More noteworthy for me is how the salt- and freshwater types completely disregard debt, an issue central to the Austrian and Minskyian schools of thought. Paul Krugman wrote 6,000 words focused only on the income statement. There was no mention of the huge rise in debt in the U.S. and other economies like the U.K., Spain, Ireland, Iceland or Latvia. All of these countries have one common feature: asset price booms underpinned by rising debt levels.

Let’s hope we start seeing more discussion about the balance sheet in future.

6 Comments
  1. Anonymous says

    Spot on, as the heavily indebted Brits might say. And thanks for the related link to the Lounsbury writeup on the Depression of the 2000s on a debt-adjusted basis.

  2. Goldilocksisableachblond says

    ” ….that the U.S. has been living in a period fuelled more by increases in debt and a concomitant increase in asset prices than in a world of sustainable growth.”

    If the increase in asset prices were ‘real’ , it would probably be ok to disregard debt in calculating GDP. For an individual , for example , as long as net worth continues to go up , ability to service debt … via home equity extraction , for example … is not constrained , or constraining ( on productive activity ).

    The problem is , asset value increases have NOT been ‘real’ , but rather , bubbles, which deflate eventually to rational values , possibly even overshooting on the downside. The debt , however , remains in all its prior glory , and , without the elevated asset values , debt servicing ability goes “poof”.

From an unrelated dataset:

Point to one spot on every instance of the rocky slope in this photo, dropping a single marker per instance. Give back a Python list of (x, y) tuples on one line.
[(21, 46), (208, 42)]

    To sort out the effects of debt on GDP calculations , one needs to determine some ‘normalized’ value for assets , to see what true net worth is. Long-term price/rent or price/income ratios are ways to look at housing values , for example.

    I think Steve Keen has a good handle on this . His blog is at :

    https://www.debtdeflation.com/blogs/2009/09/19/it%e2%80%99s-hard-being-a-bear-part-five-rescued/

    I agree that , presently , “It’s the debt , stupid” pretty well sums it up. For the last several decades we’ve been ‘advancing’ GDP growth , in a cash-for-clunkers manner , by borrowing it from the future. In the post-WWII decades , by contrast , we actually ‘lent’ GDP growth to the future , since debt/GDP ratios declined during that time.

    You’d think our leaders would look at the policy differences in those two eras for clues on how to clean up our act . There’ not much evidence that’s happening , however , Obama’s campaign rhetoric notwithstanding.

  3. hbl says

    I can’t remember whether yours was among the blogs that linked to this in the past but I don’t see it now searching your site, and it is very relevant:

    “No One Saw This Coming”: Understanding Financial Crisis Through Accounting Models
    https://mpra.ub.uni-muenchen.de/15892/

  4. Ramanan says

    Hey Ed,

    Yes you are thinking in the right direction. Such an approach is already in place. You can try to find the work of Wynne Godley and Marc Lavoie and many others at the Levy Institute. There is also a book on this by Godley and Lavoie https://www.amazon.com/Monetary-Economics-Integrated-Approach-Production/dp/0230500552 – Monetary Economics: An Integrated Approach to Credit, Money, Income, Production and Wealth

    Wynne Godley’s approach is stock-flow consistent as well. Its so surprisingly rediculous that the work of a genius has been neglected by Economists.